Ahmad showcased his work on the decentralized Ray framework at the 2023 Ray Summit
Decentralized Ray - Scaling Ray for Global Inference (video link: https://youtu.be/ie-EAlGfTHA?)
We first met him when Tory was the COO of a high-growth fintech startup, and we knew he was a senior operator with decades of experience capable of scaling startups to productive levels. After talking with Ahmad and Tory, we immediately realized this was the dream team to bring decentralized AI computing to web3 and beyond.
Ahmad's brainchild, IO.NET, was born from a moment of insight in practical application. Developing Dark Tick, an algorithm for ultra-low latency high-frequency trading, required substantial GPU resources.

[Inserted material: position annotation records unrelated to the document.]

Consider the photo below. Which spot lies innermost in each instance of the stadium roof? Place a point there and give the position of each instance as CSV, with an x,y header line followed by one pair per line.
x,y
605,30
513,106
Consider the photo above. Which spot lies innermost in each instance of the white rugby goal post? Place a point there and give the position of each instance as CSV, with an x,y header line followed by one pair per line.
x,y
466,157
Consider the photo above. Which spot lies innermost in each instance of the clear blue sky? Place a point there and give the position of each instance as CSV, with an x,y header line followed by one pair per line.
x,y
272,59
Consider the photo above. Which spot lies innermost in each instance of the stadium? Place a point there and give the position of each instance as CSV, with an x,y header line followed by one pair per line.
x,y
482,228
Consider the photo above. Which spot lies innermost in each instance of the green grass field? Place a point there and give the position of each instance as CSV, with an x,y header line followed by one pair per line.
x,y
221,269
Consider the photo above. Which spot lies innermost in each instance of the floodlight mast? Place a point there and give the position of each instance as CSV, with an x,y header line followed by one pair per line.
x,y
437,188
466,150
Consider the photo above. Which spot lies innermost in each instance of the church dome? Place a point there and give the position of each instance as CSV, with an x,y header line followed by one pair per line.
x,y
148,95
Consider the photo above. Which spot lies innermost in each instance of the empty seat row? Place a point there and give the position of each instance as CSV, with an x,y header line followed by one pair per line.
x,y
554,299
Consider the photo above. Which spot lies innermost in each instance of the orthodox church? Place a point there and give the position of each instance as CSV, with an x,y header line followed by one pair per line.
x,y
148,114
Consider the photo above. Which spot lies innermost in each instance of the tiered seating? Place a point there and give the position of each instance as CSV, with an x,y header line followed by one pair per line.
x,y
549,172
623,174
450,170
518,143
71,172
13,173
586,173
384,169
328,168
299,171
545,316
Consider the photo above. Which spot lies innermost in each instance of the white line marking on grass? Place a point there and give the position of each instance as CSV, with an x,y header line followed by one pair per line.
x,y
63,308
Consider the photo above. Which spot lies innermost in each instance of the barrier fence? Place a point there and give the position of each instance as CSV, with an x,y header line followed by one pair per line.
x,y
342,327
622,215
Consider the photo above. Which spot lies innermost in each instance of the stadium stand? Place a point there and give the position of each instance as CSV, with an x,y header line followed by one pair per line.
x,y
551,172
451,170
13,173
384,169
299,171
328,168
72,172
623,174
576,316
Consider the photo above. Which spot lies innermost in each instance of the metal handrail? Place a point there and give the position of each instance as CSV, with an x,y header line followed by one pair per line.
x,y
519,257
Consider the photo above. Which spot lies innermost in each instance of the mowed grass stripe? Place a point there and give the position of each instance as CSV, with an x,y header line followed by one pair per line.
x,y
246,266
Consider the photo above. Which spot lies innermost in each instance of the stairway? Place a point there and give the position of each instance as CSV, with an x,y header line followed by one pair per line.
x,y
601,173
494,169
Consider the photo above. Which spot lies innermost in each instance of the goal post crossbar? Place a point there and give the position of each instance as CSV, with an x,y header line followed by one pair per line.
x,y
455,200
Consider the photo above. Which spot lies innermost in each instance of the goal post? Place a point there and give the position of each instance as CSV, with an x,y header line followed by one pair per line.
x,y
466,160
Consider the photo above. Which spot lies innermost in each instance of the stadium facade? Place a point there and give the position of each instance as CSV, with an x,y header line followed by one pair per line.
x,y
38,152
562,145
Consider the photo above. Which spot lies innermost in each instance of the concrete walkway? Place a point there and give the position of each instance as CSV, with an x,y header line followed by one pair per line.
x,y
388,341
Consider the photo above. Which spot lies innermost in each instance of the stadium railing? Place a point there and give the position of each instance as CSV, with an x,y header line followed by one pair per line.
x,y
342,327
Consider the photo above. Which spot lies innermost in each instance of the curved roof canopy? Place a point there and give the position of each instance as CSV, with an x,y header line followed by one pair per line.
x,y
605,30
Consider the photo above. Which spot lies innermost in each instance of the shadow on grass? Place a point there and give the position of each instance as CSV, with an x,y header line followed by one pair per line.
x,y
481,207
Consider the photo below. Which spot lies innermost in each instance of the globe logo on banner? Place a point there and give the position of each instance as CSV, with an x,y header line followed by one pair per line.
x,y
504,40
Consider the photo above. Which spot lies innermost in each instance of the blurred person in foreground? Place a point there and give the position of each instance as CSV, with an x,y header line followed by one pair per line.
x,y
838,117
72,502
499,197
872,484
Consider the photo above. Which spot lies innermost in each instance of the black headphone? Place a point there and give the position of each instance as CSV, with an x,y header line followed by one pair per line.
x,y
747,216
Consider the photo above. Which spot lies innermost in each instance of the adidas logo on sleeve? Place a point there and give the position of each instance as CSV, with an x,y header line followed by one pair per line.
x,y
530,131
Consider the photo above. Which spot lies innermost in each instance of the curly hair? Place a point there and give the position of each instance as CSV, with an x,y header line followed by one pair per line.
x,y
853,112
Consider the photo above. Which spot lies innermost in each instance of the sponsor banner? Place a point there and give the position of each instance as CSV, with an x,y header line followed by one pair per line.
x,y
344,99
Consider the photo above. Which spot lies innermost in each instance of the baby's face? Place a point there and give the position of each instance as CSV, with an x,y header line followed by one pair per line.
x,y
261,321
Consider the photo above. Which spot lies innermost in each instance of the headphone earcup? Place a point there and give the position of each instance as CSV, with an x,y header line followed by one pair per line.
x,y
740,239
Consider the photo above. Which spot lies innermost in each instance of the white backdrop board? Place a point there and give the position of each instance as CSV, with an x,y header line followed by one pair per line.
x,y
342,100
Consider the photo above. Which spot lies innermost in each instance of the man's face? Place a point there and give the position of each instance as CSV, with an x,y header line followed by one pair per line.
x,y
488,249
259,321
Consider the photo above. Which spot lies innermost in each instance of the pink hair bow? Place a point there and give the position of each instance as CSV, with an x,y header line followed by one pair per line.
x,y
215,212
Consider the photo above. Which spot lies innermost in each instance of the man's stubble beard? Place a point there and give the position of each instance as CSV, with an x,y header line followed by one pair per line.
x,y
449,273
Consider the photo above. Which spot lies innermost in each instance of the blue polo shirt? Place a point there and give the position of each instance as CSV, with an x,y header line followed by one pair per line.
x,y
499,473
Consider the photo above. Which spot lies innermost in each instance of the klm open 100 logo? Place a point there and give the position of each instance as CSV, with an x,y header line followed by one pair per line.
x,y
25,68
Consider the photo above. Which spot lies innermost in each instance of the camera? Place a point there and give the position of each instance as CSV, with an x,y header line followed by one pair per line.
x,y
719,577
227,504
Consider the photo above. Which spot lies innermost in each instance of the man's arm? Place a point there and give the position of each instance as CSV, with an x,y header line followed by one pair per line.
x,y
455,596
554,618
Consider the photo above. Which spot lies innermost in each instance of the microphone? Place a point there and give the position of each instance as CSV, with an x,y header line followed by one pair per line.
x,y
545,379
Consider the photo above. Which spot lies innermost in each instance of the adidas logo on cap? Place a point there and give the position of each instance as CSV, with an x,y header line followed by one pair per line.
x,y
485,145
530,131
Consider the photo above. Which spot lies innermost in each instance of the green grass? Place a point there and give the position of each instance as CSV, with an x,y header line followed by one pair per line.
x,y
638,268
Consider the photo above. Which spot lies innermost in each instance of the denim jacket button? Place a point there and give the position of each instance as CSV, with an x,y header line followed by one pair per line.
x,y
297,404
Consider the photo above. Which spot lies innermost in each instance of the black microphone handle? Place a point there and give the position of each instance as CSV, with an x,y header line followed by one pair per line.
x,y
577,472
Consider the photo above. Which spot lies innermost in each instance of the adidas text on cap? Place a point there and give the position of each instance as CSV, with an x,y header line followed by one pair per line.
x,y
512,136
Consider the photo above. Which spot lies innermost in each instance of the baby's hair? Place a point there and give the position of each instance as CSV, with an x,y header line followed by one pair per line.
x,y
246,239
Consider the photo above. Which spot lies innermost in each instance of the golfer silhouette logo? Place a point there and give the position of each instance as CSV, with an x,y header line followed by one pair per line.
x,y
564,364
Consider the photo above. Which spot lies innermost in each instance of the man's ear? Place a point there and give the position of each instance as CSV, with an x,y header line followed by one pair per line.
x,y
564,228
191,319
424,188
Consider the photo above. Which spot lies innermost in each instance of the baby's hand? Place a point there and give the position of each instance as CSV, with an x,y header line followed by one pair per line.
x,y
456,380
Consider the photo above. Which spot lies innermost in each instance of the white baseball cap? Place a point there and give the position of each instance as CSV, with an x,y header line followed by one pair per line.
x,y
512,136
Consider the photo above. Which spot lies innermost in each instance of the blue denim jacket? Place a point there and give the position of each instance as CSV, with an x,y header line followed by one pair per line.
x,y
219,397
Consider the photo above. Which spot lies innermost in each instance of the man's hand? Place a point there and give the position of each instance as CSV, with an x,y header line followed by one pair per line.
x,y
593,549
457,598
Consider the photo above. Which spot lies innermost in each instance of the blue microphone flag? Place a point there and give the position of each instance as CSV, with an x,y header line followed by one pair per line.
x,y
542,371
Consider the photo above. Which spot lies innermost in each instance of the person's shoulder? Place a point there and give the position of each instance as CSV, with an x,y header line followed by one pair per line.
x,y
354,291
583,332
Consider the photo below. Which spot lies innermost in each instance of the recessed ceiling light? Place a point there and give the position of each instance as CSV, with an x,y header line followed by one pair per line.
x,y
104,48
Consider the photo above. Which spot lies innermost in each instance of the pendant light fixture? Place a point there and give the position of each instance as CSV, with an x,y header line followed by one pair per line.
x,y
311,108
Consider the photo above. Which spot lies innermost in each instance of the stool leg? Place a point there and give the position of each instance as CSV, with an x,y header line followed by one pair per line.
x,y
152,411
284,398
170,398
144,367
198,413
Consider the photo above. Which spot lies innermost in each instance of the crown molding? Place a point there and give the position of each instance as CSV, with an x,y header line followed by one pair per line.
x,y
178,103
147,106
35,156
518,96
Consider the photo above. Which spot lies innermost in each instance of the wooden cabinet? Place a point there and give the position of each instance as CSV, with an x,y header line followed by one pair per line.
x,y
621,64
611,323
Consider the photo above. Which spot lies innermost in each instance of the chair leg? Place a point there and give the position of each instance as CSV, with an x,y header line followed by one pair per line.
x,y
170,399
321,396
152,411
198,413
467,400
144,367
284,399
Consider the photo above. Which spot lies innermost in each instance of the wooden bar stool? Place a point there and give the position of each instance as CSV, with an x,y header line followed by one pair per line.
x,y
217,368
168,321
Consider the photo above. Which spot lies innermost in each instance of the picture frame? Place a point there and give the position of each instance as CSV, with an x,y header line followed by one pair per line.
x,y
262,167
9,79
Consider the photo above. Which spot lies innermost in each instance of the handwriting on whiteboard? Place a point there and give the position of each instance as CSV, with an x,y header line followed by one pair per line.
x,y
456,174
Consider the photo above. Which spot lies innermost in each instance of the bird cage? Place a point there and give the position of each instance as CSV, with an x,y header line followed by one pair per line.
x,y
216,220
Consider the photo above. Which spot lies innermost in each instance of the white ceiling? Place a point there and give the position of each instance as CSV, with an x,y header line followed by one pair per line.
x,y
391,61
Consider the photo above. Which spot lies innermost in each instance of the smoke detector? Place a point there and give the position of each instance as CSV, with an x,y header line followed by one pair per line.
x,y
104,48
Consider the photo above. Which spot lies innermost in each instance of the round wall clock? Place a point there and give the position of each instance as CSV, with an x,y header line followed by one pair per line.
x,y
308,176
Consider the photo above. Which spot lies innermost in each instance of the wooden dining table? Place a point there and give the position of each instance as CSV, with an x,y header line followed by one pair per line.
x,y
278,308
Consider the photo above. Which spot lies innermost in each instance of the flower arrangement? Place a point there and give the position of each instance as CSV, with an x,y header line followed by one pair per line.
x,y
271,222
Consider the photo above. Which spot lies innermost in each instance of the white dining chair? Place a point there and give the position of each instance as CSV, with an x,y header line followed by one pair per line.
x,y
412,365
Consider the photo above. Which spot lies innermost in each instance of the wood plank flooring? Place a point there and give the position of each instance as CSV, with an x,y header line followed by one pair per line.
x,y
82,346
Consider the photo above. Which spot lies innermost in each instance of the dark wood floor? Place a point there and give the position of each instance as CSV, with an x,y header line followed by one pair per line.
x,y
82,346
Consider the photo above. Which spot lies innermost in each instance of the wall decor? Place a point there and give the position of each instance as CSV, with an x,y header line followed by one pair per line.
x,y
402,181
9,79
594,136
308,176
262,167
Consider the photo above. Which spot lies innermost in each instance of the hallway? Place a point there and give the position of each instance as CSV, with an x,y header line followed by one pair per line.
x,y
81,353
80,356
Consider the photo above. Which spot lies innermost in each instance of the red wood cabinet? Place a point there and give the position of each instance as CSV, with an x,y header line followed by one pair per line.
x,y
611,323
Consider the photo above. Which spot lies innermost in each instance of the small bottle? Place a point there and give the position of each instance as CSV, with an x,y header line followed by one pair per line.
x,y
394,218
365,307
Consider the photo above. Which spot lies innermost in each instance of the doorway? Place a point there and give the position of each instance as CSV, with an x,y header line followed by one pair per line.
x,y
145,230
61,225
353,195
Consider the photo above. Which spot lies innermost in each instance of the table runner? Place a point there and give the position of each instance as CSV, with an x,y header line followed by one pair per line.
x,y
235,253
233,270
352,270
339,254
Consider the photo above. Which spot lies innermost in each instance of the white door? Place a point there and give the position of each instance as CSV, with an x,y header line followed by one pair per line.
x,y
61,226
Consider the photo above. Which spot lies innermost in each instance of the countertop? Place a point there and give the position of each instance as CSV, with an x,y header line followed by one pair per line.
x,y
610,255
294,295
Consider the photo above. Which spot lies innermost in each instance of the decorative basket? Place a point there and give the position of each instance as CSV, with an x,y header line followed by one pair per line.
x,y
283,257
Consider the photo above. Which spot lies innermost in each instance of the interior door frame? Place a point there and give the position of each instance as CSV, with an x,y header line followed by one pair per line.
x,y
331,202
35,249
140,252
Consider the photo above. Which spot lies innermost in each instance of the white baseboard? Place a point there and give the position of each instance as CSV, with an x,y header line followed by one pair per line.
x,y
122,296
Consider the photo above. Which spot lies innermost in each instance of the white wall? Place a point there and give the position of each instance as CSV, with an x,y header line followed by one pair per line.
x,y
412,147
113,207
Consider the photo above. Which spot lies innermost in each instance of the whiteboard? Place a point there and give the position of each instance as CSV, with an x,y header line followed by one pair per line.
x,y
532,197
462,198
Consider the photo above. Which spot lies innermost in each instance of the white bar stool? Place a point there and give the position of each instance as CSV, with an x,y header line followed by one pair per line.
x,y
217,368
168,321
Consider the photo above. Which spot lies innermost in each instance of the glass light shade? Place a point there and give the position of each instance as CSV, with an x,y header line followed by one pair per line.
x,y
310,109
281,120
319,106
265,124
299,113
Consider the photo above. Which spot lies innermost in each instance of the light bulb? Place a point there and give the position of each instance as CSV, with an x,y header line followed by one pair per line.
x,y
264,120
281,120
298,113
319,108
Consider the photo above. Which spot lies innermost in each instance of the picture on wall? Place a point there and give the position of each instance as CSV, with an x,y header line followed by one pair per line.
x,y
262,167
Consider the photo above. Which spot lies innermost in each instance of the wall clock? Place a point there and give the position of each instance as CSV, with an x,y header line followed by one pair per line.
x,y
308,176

To address cost issues, Ahmad developed a decentralized version of the Ray framework that clusters GPUs from cryptocurrency miners, inadvertently creating a resilient infrastructure to tackle broader AI computing challenges.
Momentum:
By leveraging token incentives, IO.NET has onboarded over 100,000 GPUs and 20,000 cluster-ready GPUs by mid-2024, including a significant number of NVIDIA H100 and A100. Krea.ai is already utilizing IO.NET's decentralized cloud service, IO Cloud, to drive their AI model inference. IO.NET recently announced collaborations with several projects, including NavyAI, Synesis One, RapidNode, Ultiverse, Aethir, Flock.io, LeonardoAI, and Synthetic AI.
By relying on a globally distributed GPU network, IO.NET can:
- Reduce inference times for customers by allowing inference closer to their end users compared to centralized cloud service providers
- Improve resilience by connecting multiple data centers through a highly integrated network backbone, organizing resources into regions
- Lower the costs and access times for computing resources
- Allow companies to dynamically scale and leverage resources
- Enable GPU providers to achieve better returns on their hardware investments
IO.NET stands at the forefront of innovation through its decentralized Ray framework. Utilizing Ray Core and Ray Serve, their distributed GPU clusters efficiently orchestrate tasks on decentralized GPUs.
Conclusion
Promoting open-source AI models is a recognition of the original spirit of internet collaboration, where people can access HTTP and SMTP without permission.
The emergence of crowdsourced GPU networks is a natural evolution of the permissionless spirit. By crowdsourcing long-tail GPUs, IO.NET is opening the floodgates to valuable computing resources, creating a fair and transparent market that prevents power from concentrating in the hands of a few.
We believe IO.NET realizes the vision of AI computing as currency through decentralized Ray cluster technology. In a world increasingly composed of "rich" and "poor," IO.NET will ultimately "make the internet open again."